Thanks to Paul R. and Paul J. for explaining how they understand this approach-- which seems may not include attention to phonics. What do you all think?

Cheers, Susan Finn Miller

English Language Acquisition CoP

Yes, Susan, I taught in middle school when there were reading wars between the phonics and whole language camps.  
     I researched it in grad school.  I was curious, since I'd worked w/ seventh graders who simply had. no. idea. what it meant to "sound out a word."   Oh, and their reading skills were between second and third grade.   I snagged a phonics program and saw pretty impressive gains of 2 years in a year -- from the folks who'd taken 6 years go get to 2nd grade level.   I wondered, though, would it have been more fun to do the whole langauge approach?  Might they just have been ready to learn? Drill and practice don't thrill me ;)  
      But, the research?  
      Lots of ed research isn't remotely scientific.   I read so many articles all about how those MEAN PHONICS PROPONENTS used emotions and invective  and they're right to a point -- Rudolph Flesch's "Why Johnny Can't Read and What YOu Can Do About It" was incredibly nasty... but ... they responded with the same.  

     I kept waiting for actual support that whole language worked better than phonics.  NOpe, it was enough that kids did better on the next test of what they felt was worth testing.  Many of the articles dismissed standardized tests entirely.  Control groups?  What?!?!?   Jeanne Chall's book also came to the same conclusion:  that students need to learn the code, and the "as it happens" approach (so many articles saying "we do teach phonics!!!" when it was occasionally included, in passing...)   works great for folks like me who was trying to sound out words when I was 2.... but for so many folks, especially the 20% or so of folks with dyslexia, reading is a guessing game. 

Be it also duly noted that readers in the 3rd quartile almost always think they're better than average readers.
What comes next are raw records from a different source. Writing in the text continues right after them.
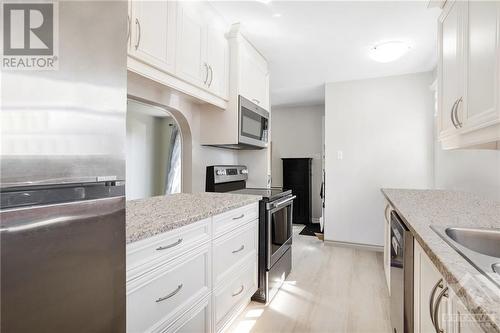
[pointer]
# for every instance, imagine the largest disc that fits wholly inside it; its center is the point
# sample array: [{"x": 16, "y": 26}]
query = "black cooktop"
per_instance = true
[{"x": 266, "y": 193}]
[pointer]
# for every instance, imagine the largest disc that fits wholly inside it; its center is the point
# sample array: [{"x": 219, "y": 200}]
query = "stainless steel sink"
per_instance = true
[{"x": 479, "y": 246}]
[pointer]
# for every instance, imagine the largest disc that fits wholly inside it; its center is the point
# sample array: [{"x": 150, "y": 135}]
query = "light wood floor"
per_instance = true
[{"x": 330, "y": 289}]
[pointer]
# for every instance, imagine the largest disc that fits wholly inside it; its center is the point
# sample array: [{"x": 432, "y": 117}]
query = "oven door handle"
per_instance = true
[{"x": 281, "y": 203}]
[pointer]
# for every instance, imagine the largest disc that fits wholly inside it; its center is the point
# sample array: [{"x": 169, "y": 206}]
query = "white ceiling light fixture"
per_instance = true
[{"x": 389, "y": 51}]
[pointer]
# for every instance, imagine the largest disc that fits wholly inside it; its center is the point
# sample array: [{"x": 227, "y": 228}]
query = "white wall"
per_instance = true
[
  {"x": 297, "y": 132},
  {"x": 384, "y": 128}
]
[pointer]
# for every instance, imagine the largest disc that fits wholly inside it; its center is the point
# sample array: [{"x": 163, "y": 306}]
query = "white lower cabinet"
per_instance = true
[
  {"x": 436, "y": 307},
  {"x": 193, "y": 279},
  {"x": 229, "y": 297},
  {"x": 232, "y": 249},
  {"x": 196, "y": 320},
  {"x": 158, "y": 297}
]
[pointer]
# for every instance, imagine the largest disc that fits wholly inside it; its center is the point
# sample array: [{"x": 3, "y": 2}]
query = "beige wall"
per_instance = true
[{"x": 297, "y": 132}]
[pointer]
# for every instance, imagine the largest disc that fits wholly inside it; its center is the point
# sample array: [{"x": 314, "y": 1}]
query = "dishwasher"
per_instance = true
[{"x": 401, "y": 276}]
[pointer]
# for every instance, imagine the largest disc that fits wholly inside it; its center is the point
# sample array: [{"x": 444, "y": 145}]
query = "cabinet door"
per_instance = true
[
  {"x": 191, "y": 45},
  {"x": 253, "y": 76},
  {"x": 482, "y": 39},
  {"x": 428, "y": 285},
  {"x": 450, "y": 64},
  {"x": 387, "y": 245},
  {"x": 153, "y": 33},
  {"x": 218, "y": 61}
]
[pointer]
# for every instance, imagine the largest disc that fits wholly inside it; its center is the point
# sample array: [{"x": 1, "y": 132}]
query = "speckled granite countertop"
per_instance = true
[
  {"x": 422, "y": 208},
  {"x": 153, "y": 216}
]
WHen I dove into remedial reading articles when I started working at college to see if anybody taught decoding (you coudln't even say "phonics"), I found something like 3 whole articles that even mentioned accuracy or decoding.  Two of them simply dismissed it.  "We knew decoding wasn't the problem."  They didn't say they'd assessed it. The third knew because they asked the students if decoding was a problem.  WHen I put a class of ours through a little assessment, about 15% were guessing left and right.  (I was surprised that 85%  were pretty smooth and I suspect it's because the schools here didn't use whole language...)   

    What really convinced me that the Ken Goodman "whole language" really wasn't good at teaching reading was from his own words.   He dismissed accuracy, saying that if words were important enough to be read right, they'd show up again.  I'm sorry, I think most authors would disagree.  
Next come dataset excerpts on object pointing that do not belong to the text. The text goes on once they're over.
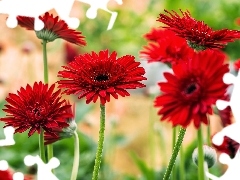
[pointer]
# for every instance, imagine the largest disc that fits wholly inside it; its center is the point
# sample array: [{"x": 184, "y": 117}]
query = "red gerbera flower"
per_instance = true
[
  {"x": 192, "y": 89},
  {"x": 167, "y": 48},
  {"x": 70, "y": 52},
  {"x": 35, "y": 108},
  {"x": 62, "y": 133},
  {"x": 156, "y": 34},
  {"x": 226, "y": 114},
  {"x": 228, "y": 146},
  {"x": 8, "y": 175},
  {"x": 53, "y": 29},
  {"x": 198, "y": 34},
  {"x": 101, "y": 75}
]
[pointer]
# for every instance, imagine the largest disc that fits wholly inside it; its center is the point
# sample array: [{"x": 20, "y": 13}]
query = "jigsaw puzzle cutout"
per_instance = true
[
  {"x": 232, "y": 131},
  {"x": 8, "y": 133},
  {"x": 35, "y": 8},
  {"x": 101, "y": 4},
  {"x": 16, "y": 176},
  {"x": 44, "y": 171}
]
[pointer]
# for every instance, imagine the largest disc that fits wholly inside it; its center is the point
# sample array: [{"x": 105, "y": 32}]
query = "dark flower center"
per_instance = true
[
  {"x": 191, "y": 91},
  {"x": 190, "y": 88},
  {"x": 36, "y": 111},
  {"x": 102, "y": 77}
]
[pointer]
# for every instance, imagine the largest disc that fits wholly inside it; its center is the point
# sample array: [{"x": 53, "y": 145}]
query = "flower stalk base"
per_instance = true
[
  {"x": 176, "y": 149},
  {"x": 100, "y": 143}
]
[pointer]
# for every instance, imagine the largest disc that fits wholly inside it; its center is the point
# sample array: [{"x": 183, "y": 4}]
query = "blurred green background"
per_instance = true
[{"x": 135, "y": 18}]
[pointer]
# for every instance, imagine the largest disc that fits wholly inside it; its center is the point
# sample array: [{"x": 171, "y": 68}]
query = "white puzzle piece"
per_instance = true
[
  {"x": 44, "y": 170},
  {"x": 100, "y": 4},
  {"x": 36, "y": 8},
  {"x": 8, "y": 141},
  {"x": 232, "y": 131}
]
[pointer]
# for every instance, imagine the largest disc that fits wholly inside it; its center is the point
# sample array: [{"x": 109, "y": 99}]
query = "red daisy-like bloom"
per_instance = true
[
  {"x": 192, "y": 89},
  {"x": 228, "y": 146},
  {"x": 167, "y": 48},
  {"x": 62, "y": 133},
  {"x": 53, "y": 29},
  {"x": 101, "y": 75},
  {"x": 34, "y": 108},
  {"x": 198, "y": 34}
]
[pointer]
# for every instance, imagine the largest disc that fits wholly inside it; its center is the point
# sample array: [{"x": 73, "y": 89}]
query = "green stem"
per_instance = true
[
  {"x": 100, "y": 143},
  {"x": 182, "y": 164},
  {"x": 45, "y": 62},
  {"x": 208, "y": 133},
  {"x": 76, "y": 157},
  {"x": 200, "y": 155},
  {"x": 176, "y": 149},
  {"x": 41, "y": 145},
  {"x": 206, "y": 169},
  {"x": 45, "y": 71},
  {"x": 174, "y": 132}
]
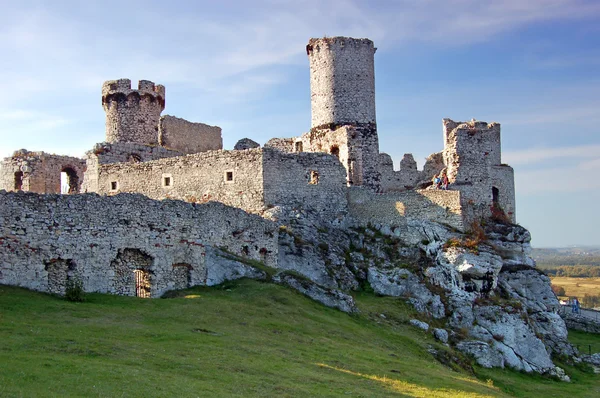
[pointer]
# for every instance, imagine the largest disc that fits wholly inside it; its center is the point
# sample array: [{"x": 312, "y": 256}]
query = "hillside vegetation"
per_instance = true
[{"x": 239, "y": 339}]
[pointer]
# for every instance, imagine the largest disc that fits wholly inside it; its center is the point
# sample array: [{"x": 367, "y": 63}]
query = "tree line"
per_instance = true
[{"x": 571, "y": 271}]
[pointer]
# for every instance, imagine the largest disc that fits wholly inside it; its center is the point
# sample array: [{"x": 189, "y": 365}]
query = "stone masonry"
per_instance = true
[
  {"x": 335, "y": 170},
  {"x": 40, "y": 172},
  {"x": 132, "y": 115},
  {"x": 47, "y": 239}
]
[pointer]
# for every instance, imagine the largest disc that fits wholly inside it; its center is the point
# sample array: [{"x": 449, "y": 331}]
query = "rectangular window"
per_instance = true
[
  {"x": 167, "y": 180},
  {"x": 314, "y": 177}
]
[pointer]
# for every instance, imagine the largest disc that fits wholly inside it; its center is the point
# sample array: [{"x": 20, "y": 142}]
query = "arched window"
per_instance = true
[
  {"x": 495, "y": 196},
  {"x": 335, "y": 151},
  {"x": 18, "y": 180},
  {"x": 69, "y": 181}
]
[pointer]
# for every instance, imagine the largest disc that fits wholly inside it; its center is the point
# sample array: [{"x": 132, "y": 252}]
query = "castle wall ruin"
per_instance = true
[
  {"x": 396, "y": 208},
  {"x": 45, "y": 240},
  {"x": 132, "y": 115},
  {"x": 40, "y": 172},
  {"x": 187, "y": 137},
  {"x": 234, "y": 178},
  {"x": 314, "y": 181}
]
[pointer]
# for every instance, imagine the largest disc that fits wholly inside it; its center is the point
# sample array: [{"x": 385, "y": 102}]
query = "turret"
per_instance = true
[
  {"x": 342, "y": 80},
  {"x": 342, "y": 89},
  {"x": 132, "y": 115}
]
     They also tended to act as if people who explicitly taught phonics never read books to their students and never worked on comprehension.  They described horrible, oppressive "drill and kill" scenarios with mindless scripted lessons.  I wonder how many of those lessons they actually observed.  
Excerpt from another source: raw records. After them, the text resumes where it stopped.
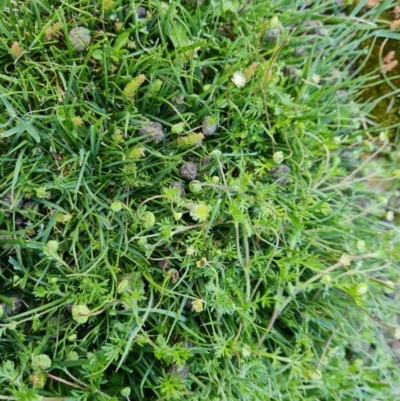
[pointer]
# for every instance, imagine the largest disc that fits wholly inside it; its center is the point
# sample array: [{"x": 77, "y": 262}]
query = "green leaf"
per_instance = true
[
  {"x": 121, "y": 41},
  {"x": 8, "y": 372},
  {"x": 98, "y": 55},
  {"x": 178, "y": 35}
]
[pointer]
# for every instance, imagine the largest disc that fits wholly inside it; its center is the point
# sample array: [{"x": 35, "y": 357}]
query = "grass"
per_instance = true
[{"x": 257, "y": 262}]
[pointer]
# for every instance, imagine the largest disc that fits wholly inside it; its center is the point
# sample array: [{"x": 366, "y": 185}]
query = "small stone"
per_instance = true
[
  {"x": 154, "y": 131},
  {"x": 80, "y": 38},
  {"x": 189, "y": 171},
  {"x": 177, "y": 185}
]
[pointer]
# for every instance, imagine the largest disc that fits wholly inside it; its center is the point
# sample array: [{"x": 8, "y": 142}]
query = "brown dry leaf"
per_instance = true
[
  {"x": 396, "y": 12},
  {"x": 390, "y": 66},
  {"x": 389, "y": 57},
  {"x": 389, "y": 62},
  {"x": 372, "y": 3},
  {"x": 394, "y": 25}
]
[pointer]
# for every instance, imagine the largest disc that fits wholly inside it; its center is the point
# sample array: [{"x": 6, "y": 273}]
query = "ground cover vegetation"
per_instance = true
[{"x": 195, "y": 202}]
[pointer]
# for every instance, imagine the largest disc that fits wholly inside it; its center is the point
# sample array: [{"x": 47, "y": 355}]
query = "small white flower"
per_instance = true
[{"x": 239, "y": 79}]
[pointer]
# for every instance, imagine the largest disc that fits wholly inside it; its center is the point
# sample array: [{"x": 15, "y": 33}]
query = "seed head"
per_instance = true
[
  {"x": 177, "y": 185},
  {"x": 271, "y": 35},
  {"x": 80, "y": 313},
  {"x": 209, "y": 125},
  {"x": 80, "y": 38},
  {"x": 153, "y": 131},
  {"x": 197, "y": 305},
  {"x": 189, "y": 171},
  {"x": 239, "y": 79}
]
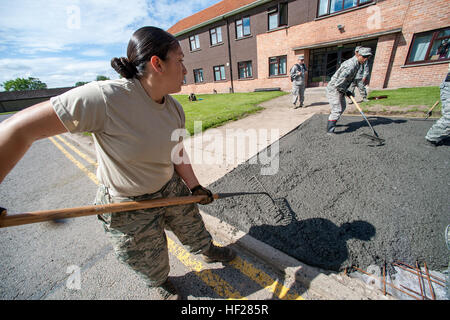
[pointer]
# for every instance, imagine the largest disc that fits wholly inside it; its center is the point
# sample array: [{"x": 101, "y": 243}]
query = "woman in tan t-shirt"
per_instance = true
[{"x": 113, "y": 110}]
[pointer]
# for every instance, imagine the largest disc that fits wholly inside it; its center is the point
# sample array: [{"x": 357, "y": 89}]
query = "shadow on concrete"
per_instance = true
[
  {"x": 374, "y": 121},
  {"x": 316, "y": 104},
  {"x": 316, "y": 242}
]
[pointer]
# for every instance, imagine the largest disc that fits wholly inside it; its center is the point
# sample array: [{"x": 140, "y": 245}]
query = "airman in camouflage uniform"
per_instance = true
[
  {"x": 360, "y": 79},
  {"x": 338, "y": 86},
  {"x": 441, "y": 129},
  {"x": 297, "y": 74},
  {"x": 138, "y": 237}
]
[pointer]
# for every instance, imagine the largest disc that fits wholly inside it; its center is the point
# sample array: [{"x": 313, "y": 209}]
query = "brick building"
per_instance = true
[{"x": 242, "y": 45}]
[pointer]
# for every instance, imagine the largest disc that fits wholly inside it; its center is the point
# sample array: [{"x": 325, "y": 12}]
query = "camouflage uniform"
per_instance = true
[
  {"x": 441, "y": 129},
  {"x": 338, "y": 85},
  {"x": 298, "y": 83},
  {"x": 138, "y": 237},
  {"x": 363, "y": 73}
]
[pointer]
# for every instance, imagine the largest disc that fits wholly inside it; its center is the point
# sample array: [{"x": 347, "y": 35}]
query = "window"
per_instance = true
[
  {"x": 277, "y": 66},
  {"x": 245, "y": 69},
  {"x": 430, "y": 46},
  {"x": 219, "y": 73},
  {"x": 198, "y": 75},
  {"x": 242, "y": 27},
  {"x": 277, "y": 16},
  {"x": 331, "y": 6},
  {"x": 215, "y": 35},
  {"x": 195, "y": 42}
]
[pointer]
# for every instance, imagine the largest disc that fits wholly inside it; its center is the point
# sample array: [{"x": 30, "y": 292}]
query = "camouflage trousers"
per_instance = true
[
  {"x": 298, "y": 93},
  {"x": 361, "y": 87},
  {"x": 138, "y": 237},
  {"x": 337, "y": 103},
  {"x": 441, "y": 128}
]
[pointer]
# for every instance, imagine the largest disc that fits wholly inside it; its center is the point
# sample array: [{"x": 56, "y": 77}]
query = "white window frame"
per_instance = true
[
  {"x": 194, "y": 42},
  {"x": 215, "y": 36}
]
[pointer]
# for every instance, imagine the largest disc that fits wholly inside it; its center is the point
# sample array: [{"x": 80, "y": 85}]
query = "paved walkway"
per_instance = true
[
  {"x": 211, "y": 160},
  {"x": 208, "y": 151}
]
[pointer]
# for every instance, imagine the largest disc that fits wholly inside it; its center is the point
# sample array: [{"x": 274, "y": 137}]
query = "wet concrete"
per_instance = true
[{"x": 344, "y": 200}]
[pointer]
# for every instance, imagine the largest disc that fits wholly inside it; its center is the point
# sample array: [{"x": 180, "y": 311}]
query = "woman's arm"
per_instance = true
[
  {"x": 19, "y": 132},
  {"x": 185, "y": 171}
]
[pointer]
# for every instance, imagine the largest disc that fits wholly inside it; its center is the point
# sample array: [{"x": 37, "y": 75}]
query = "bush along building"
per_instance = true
[{"x": 244, "y": 45}]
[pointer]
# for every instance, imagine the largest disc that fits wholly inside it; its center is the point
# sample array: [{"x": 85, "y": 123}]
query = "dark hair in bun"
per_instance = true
[{"x": 145, "y": 43}]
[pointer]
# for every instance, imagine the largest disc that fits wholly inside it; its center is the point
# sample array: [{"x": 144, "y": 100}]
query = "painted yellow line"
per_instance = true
[
  {"x": 220, "y": 286},
  {"x": 77, "y": 163},
  {"x": 263, "y": 279},
  {"x": 78, "y": 152}
]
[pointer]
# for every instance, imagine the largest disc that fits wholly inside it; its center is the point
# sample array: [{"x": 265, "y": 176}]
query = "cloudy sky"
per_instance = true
[{"x": 62, "y": 42}]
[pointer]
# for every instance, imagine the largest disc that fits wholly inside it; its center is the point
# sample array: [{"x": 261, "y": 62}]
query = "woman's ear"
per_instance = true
[{"x": 156, "y": 64}]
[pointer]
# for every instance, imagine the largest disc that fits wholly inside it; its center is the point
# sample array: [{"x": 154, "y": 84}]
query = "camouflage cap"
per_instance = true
[{"x": 364, "y": 51}]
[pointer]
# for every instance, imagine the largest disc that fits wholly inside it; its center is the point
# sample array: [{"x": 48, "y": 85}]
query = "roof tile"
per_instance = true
[{"x": 212, "y": 12}]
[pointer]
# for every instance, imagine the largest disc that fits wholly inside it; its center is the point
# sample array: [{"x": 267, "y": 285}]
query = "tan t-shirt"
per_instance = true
[{"x": 132, "y": 133}]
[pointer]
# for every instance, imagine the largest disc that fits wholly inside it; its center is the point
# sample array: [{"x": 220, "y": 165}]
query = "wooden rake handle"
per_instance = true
[{"x": 48, "y": 215}]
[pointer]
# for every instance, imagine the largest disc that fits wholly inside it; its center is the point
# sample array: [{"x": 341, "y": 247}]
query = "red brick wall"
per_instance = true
[
  {"x": 388, "y": 70},
  {"x": 421, "y": 16}
]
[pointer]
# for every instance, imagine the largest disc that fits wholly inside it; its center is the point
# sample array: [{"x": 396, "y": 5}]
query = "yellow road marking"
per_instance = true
[
  {"x": 78, "y": 152},
  {"x": 77, "y": 163},
  {"x": 219, "y": 285},
  {"x": 263, "y": 279}
]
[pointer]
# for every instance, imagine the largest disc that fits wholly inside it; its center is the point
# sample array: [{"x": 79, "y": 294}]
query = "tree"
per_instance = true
[
  {"x": 101, "y": 78},
  {"x": 20, "y": 84}
]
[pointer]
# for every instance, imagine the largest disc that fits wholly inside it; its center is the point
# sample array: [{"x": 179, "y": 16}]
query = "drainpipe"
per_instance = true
[{"x": 229, "y": 56}]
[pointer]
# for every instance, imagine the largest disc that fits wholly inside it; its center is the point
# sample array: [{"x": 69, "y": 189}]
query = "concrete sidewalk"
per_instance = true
[
  {"x": 208, "y": 151},
  {"x": 211, "y": 160}
]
    Tha'ts what whole language means to me.   LIke math, we can't teach it as rules and procedures without context --and understanding, but ... understanding means seeing patterns and connections, not just "getting to the answer" to that reading comprehension question. 

Thanks so much for sharing your experiences, Susan. With language learners, I have noticed that many students, especially those with limited formal schooling, try to memorize words instead of sound them out. Like you, I have seen that students value being taught the sound system of English. Trying to memorize all the words is not a useful strategy.

I have found this resource, Beginning Alphabetics Tests and Tools, by Marn Frank, which is reviewed in the LINCS Resource Collection to be useful with these learners.

We've had many robust discussion on LINCS about teaching phonics. Here's a link to a previous discussion with guest expert Kathy St. John who helped to develop a set of videos focused on teaching reading produced by Partners in Reading – San Jose Public Library and Read Santa Clara – Santa Clara City Library.

Thanks to Marn and Kathy for the wonderful tools they've shared with the field!